Y lo peor fue que tenía razón. Zara quería bailar, estaba deseando que la agarrase por la cintura, y tomó aire cuando lo hizo.

–¿Lo ves? –murmuró Nikolai–. Era lo que querías.

Ella se sintió aturdida. ¿Qué podía hacer?

–Relájate –le sugirió él.

–¿Cómo voy a relajarme si todo el mundo nos está mirando?

–Haz como si no te hubieses dado cuenta, uno acaba acostumbrándose. Los hombres nos miran porque me envidian, y las mujeres, porque desearían estar donde estás tú, milaya moya.

A Zara le pareció un comentario arrogante, y dudó que la primera parte fuese cierta. En aquel salón había muchas mujeres más atractivas que ella, además de ricas y con títulos.

Pero la música era muy seductora, y la manera en la que Nikolai la agarraba, mucho más. De repente, se dio cuenta del calor que emanaba su cuerpo duro y se puso todavía más tensa.

–Relájate –repitió él.

Zara notó que le acariciaba suavemente la cintura con el dedo pulgar, pero ¿qué iba a decirle? ¿Que la última vez que había bailado con un hombre había sido en un bar ruidoso, y que no se había parecido en nada a aquello?
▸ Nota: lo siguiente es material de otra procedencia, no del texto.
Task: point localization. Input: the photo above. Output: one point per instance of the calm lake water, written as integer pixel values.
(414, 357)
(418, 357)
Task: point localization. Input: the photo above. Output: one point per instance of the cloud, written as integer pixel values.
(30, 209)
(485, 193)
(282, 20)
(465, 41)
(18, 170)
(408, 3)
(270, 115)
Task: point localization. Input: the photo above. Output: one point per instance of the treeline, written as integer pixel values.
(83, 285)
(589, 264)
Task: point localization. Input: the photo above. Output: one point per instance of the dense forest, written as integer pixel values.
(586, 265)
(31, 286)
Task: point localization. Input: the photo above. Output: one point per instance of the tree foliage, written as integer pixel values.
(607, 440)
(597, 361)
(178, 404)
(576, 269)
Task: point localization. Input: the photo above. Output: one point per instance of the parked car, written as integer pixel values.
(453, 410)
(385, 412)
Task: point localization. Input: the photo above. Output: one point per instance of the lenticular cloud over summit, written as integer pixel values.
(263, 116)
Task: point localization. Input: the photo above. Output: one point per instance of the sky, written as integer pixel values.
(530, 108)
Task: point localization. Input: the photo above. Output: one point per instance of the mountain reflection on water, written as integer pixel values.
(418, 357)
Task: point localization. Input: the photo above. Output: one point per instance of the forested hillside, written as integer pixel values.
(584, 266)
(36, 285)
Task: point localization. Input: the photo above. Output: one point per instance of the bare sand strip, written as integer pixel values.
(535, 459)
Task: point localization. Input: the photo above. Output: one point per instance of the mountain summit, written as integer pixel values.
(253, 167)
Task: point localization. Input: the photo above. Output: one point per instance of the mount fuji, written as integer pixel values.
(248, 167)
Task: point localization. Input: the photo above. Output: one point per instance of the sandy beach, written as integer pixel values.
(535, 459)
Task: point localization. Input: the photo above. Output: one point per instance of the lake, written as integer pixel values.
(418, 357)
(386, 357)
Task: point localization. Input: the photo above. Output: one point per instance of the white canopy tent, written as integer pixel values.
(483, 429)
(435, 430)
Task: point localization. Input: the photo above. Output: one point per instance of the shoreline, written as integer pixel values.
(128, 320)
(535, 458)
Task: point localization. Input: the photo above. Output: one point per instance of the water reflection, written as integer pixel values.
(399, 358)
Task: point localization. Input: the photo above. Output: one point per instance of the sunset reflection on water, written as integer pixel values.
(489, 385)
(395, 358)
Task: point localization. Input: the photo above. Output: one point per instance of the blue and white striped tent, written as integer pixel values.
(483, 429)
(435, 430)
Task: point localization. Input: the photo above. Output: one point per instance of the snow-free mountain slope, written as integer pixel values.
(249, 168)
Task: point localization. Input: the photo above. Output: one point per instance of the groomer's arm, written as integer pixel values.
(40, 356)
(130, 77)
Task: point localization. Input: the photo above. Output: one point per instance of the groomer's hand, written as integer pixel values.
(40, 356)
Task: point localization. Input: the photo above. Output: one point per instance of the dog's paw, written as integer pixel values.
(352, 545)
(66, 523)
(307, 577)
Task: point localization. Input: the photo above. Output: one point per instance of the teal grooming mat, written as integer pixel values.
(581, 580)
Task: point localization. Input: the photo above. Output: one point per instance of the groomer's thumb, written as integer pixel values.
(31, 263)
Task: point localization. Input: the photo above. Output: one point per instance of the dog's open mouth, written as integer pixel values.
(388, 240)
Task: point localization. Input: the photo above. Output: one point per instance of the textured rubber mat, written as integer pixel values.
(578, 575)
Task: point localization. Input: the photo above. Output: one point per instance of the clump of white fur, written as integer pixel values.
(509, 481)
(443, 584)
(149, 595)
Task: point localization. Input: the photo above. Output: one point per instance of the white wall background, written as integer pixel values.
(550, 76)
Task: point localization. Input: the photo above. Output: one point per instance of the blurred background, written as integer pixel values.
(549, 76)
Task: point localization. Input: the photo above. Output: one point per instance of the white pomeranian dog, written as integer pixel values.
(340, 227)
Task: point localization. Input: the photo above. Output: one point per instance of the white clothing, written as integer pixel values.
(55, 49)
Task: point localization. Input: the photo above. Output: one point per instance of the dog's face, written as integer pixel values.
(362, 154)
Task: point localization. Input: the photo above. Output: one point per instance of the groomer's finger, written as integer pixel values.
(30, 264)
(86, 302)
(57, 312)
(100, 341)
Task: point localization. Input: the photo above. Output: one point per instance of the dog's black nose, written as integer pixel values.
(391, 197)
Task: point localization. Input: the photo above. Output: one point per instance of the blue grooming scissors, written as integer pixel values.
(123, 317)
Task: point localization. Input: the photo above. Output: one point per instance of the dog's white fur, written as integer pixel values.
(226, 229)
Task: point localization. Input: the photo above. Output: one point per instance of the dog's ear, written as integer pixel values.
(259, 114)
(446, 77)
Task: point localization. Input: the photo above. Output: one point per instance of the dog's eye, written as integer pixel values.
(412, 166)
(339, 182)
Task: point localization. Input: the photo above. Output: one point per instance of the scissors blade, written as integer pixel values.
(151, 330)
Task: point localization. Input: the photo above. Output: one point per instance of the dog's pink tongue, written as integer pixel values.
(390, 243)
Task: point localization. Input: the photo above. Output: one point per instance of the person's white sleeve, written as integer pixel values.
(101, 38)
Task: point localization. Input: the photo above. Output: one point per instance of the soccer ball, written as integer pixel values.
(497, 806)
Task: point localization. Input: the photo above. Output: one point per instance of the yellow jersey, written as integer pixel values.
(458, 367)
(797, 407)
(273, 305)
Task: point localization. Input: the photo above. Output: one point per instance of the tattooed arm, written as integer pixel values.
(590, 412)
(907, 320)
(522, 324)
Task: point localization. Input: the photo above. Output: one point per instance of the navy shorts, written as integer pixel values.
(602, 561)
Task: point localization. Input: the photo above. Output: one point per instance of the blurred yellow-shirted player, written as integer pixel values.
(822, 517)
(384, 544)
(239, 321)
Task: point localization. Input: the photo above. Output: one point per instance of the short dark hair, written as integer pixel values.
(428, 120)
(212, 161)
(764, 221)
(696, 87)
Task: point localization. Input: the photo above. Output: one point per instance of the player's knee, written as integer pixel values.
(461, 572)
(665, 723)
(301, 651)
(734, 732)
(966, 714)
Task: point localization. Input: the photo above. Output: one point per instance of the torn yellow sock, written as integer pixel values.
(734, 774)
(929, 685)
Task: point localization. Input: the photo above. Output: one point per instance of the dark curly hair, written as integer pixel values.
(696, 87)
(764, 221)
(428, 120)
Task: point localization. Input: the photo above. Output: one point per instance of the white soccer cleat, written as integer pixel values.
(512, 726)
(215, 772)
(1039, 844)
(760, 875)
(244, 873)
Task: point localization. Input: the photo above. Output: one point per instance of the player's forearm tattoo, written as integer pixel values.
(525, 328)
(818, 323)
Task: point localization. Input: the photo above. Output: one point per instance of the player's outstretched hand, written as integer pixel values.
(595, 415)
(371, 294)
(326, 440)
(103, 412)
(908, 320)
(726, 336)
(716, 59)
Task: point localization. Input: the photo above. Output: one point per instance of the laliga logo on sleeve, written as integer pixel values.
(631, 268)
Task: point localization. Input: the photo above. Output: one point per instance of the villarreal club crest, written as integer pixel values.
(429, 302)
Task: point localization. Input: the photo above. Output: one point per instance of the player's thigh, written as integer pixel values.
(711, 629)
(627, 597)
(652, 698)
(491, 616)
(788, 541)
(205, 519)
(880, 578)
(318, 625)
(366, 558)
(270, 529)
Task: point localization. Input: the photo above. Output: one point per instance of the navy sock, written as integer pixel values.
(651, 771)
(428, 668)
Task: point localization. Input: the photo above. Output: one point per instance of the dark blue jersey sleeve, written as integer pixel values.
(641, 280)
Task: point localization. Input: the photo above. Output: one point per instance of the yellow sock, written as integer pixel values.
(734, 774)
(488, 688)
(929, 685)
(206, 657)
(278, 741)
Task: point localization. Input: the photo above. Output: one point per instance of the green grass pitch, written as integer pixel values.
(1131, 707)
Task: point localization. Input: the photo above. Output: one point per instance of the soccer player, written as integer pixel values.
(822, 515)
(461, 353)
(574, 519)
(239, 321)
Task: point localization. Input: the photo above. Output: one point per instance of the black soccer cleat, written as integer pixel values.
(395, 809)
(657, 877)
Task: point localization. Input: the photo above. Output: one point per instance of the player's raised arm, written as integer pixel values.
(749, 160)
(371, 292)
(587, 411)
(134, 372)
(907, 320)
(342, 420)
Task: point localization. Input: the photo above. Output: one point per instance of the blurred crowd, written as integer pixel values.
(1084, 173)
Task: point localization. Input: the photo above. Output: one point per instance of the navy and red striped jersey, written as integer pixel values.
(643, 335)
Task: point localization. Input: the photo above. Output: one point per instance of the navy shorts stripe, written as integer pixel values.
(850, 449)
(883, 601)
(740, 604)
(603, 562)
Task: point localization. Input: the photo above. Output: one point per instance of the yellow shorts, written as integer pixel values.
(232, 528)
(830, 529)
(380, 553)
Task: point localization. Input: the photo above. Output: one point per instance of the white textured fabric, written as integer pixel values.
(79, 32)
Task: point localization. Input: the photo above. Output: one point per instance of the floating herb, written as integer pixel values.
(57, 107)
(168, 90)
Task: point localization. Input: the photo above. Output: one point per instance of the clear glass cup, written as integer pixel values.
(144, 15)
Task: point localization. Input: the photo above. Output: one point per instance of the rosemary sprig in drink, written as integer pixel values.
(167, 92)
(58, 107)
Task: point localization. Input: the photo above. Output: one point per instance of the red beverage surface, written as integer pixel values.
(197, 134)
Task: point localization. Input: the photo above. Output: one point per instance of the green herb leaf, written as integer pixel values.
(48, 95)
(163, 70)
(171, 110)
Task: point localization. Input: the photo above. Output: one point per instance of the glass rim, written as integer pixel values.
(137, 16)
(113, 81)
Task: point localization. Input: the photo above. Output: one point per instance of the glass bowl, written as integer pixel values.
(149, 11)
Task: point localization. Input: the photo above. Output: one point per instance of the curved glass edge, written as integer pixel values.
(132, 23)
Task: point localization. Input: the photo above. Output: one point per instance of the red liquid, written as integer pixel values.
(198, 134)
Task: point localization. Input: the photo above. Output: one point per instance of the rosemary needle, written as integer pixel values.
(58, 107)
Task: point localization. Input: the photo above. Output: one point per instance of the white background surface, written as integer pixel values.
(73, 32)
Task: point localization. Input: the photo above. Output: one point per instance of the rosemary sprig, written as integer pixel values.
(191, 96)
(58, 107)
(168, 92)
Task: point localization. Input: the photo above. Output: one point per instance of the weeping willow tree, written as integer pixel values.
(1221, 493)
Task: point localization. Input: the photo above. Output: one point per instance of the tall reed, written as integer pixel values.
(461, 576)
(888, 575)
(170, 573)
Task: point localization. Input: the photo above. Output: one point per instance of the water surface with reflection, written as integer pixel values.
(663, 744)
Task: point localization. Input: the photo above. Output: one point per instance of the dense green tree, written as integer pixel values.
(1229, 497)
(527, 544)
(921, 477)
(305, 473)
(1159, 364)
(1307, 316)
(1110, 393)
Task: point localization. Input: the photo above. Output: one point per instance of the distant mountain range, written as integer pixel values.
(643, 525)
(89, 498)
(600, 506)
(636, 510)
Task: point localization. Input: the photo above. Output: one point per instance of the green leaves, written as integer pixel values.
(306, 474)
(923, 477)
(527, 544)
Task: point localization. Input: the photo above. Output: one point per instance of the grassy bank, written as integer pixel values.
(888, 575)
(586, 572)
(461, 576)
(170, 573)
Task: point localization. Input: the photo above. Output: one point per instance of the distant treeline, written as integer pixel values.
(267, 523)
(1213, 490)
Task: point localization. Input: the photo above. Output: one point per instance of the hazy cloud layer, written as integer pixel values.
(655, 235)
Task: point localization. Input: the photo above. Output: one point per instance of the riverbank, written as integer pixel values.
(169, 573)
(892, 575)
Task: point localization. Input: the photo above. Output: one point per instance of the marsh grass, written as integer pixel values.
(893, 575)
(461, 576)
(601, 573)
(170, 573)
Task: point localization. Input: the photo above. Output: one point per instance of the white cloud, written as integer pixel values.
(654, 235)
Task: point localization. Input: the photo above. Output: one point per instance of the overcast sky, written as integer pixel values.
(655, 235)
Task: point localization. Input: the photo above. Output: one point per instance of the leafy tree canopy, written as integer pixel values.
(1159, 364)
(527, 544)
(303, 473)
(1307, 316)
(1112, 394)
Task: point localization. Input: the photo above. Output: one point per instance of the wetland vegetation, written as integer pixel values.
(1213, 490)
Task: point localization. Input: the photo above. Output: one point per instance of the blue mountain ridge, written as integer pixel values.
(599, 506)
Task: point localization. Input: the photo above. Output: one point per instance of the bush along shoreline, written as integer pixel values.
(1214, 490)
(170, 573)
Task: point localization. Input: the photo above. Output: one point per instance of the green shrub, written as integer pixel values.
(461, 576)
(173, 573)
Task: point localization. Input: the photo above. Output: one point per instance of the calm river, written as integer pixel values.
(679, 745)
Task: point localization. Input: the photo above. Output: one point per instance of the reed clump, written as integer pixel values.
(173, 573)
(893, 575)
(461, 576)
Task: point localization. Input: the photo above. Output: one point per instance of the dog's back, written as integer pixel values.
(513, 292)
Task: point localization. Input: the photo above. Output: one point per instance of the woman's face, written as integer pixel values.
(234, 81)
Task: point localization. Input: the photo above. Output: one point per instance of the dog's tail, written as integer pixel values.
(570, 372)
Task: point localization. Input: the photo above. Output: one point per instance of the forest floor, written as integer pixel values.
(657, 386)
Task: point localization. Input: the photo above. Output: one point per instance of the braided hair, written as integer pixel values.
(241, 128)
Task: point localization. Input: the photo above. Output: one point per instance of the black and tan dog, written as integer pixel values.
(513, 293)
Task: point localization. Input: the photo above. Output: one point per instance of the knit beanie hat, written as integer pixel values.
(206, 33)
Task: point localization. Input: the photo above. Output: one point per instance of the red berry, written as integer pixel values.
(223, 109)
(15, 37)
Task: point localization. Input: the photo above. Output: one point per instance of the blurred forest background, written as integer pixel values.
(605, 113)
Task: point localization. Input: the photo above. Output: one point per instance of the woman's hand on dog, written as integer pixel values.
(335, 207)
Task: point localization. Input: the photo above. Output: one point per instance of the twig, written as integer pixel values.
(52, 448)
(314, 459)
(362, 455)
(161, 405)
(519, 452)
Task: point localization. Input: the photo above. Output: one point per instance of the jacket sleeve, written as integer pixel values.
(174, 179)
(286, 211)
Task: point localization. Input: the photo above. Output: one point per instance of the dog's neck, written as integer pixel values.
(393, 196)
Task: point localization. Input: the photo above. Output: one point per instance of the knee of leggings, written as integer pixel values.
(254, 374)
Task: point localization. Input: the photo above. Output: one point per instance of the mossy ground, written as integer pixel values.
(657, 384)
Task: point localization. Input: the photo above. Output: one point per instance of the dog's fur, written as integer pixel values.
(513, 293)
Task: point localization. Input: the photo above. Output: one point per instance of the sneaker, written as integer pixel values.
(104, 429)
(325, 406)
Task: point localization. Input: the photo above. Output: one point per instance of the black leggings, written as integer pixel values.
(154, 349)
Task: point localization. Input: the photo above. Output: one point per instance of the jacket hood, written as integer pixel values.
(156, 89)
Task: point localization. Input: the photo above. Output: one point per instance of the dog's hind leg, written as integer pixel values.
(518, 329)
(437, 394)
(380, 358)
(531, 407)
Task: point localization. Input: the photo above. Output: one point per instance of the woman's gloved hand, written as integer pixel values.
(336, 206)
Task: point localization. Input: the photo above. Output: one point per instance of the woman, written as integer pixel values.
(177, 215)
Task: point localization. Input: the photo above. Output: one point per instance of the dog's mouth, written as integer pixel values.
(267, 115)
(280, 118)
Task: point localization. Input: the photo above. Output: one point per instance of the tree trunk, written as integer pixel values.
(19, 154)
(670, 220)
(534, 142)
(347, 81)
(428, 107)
–No estoy acostumbrada a bailar –admitió.

–¿Por qué no?

Ella levantó la vista para mirarlo y se preguntó cuántos años tendría. Era difícil de decir, aunque

era evidente que era mucho mayor que ella.

–Porque...

–Otra vez. Esa maldita palabra –dijo él, apretándola más contra su cuerpo, inclinando la cabeza sobre su cuello y cerrando los ojos para inhalar su sutil aroma–. ¿No te ha dicho nunca nadie que repetirse es aburrido?

–Me has hecho una pregunta e iba a responderla –protestó Zara.

–Ya lo sé, pero, de repente, me ha parecido mucho más interesante tu lenguaje corporal.

–¡Eso es intolerable!

–Lo sé –le susurró él al oído–, pero tú me haces sentir así. ¿No te pasa a ti también, Zara?

–No.

–Sí, claro que sí –la contradijo en voz baja–. Venga. Sé valiente. Admítelo.

«Deja de bailar», se dijo a sí misma. «Ahora mismo. Sal de la pista de baile y no dejes de andar hasta que no llegues a la calle. Si lo haces con firmeza, no intentará detenerte».

Pero era difícil hacer otra cosa que no fuese dejarse llevar y disfrutar de la presión de los dedos de Nikolai sobre su cuerpo. Sintió deseo, y fue algo tan inesperado e indeseado, que se le aceleró el corazón al darse cuenta. ¿Lo sentía él también? Zara tenía que parar aquello antes de que cometiese una estupidez.

Se apartó de él a regañadientes.

–Tengo que marcharme, de verdad –le dijo.

Él asintió, aunque no estuviese preparado para separarse de ella. ¿Sería porque estaba acostumbrado a ser él quien tomase la decisión de cuándo quedarse y cuándo marcharse?

–De acuerdo. Te llevaré a casa.

Zara separó los labios, pero él negó con la cabeza.

–Y antes de que empieces a protestar, quiero que sepas que no voy a permitir que te marches sola.

«Sobre todo, con los pezones tan claramente marcados en el vestido», pensó.

–A no ser que tengas un coche esperándote fuera –añadió.

Zara se preguntó si sería capaz de convencerlo de que una de las limusinas negras que había fuera de la Embajada era suya. Si lo hacía, él insistiría en acompañarla y ella tendría que admitir que era mentira. Negó con la cabeza.

–No. He venido en taxi. ¿Dónde vives tú?

–Tengo una casa al otro lado del parque.